This Large-cap Chinese ETF
Ideal for Long-term Investors
However, playing the Chinese capital markets involves excessive political and economic risk. The country is also stalling, but continues to grow well above other global regions, including Europe and the eurozone. My investment advice is that you need to build a well-diversified portfolio that would enable you to play Chinese growth stocks, especially small-cap stocks.
China is the second largest economy in the world and is continuing to roll along at a nice pace in spite of the country’s gross domestic product (GDP) slowing to 8.1% in the first quarter, down from 8.9% in the fourth quarter. The International Monetary Fund (IMF) estimates that the U.S. will grow its GDP by around 2.5% this year, compared to around 8.5% for China.
While the risk is high in trading Chinese stocks, especially of the small-cap variety and for smaller trading accounts given the selling of Chinese reverse merger stocks over the past year, you could also play China via some good exchange-traded funds (ETFs). If you are looking for some Chinese Internet plays, find out which stocks are the most interesting in Surfing China’s Internet for Profits.
In the ETF area, I like the PowerShares Golden Dragon Halter USX China ETF (AMEX/PGJ), which has strong small-cap components.
If you are looking for more of a blue-chip focus, take a look at the iShares FTSE/Xinhua China 25 Index (NYSE/FXI), which holds the top major companies in China. Holding this fund allows you to own large blue-chip Chinese stocks you would otherwise be unable to easily get access to unless you trade Asian markets.
The ETF is based on the Xinhua 25 Index, consisting of 25 of the largest and most liquid Chinese stocks. The FXI ETF is a relatively conservative play on Chinese stocks.
With $6.10 billion in assets as of March 31, the FXI ETF has delivered relative good results since its launch on October 5, 2004. The current yield on the FXI ETF is 2.07%.
The FXI ETF has a large-cap focus, making it more suited to conservative investors, albeit even more speculative investors should have some large-cap holdings in their portfolios for diversification purposes and should avoid having all of their holdings focused in an area.
The FXI ETF has no software or hardware stocks. The five top sectors as of March 31 include financial services (52.70%), telecommunications (18.65%), energy (14.90%), basic materials (12.93%), and industrial (0.82%).
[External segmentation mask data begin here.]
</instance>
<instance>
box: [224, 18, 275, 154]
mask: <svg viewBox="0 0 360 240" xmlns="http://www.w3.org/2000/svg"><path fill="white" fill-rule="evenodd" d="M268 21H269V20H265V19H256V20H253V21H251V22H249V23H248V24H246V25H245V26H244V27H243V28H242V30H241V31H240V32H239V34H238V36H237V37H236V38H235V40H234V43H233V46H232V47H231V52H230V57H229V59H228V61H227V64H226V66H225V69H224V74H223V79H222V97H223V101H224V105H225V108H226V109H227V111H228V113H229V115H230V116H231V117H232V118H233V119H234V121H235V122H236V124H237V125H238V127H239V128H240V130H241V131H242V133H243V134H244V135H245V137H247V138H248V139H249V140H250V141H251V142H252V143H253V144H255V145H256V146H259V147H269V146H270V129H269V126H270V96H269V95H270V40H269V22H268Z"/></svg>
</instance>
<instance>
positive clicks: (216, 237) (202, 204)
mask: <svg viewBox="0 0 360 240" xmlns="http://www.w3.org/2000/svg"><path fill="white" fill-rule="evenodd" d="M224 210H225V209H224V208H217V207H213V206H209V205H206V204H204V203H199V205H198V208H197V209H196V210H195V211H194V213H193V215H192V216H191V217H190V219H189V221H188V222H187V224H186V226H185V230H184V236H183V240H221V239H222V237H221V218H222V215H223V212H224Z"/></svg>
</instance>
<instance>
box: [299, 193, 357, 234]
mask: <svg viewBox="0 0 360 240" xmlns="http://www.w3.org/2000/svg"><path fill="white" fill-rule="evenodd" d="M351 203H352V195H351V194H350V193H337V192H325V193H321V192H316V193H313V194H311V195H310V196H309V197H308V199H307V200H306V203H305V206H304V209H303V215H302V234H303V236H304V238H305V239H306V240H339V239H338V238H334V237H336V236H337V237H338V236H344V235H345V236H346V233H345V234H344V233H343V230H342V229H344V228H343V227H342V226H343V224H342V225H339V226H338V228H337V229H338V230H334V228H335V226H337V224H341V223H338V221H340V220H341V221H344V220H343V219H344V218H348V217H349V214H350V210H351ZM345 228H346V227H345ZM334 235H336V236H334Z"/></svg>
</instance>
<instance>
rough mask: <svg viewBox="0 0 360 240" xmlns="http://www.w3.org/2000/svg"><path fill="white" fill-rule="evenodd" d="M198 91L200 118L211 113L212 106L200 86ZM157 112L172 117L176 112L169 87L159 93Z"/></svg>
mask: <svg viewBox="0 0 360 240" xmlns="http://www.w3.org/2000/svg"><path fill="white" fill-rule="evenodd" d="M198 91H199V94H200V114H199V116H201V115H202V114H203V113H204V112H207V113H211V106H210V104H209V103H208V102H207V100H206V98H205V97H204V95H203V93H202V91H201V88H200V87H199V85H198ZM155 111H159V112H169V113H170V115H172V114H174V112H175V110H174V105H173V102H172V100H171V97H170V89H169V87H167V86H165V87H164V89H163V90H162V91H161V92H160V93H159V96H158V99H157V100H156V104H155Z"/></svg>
The top four holdings have been the same since the start of 2010, so you get a sense of what areas the fund likes. The large financial portion presents a higher-risk element.
The 10 top holdings are China Mobile, China Construction Bank, Industrial And Commercial Bank of China, CNOOC, Bank of China, China Life Insurance, China Telecom, China Merchants Bank, China Shenhua Energy, and Petrochina.
The average price-earnings multiple is 8.92X and trading at 1.30X book value and 1.25X sales, which indicates conservative blue-chip stocks. This index is similar to the DOW.
As far as the comparative performance, the FXI ETF has done well versus its peer group, which is defined as the Asia-Pacific region, excluding Japan. The longer-term results have been fairly good, but there have been some under performance over the last five years.
Based on the net asset value, the FXI ETF has a five-year return of 3.06% versus 3.74% for the group.
The FXI ETF may work for more conservative investors looking for some blue-chip Chinese stocks. You should have a longer-term perspective due to the above-average volatility. The risk of this ETF is below average based on a 0.90 beta versus the group.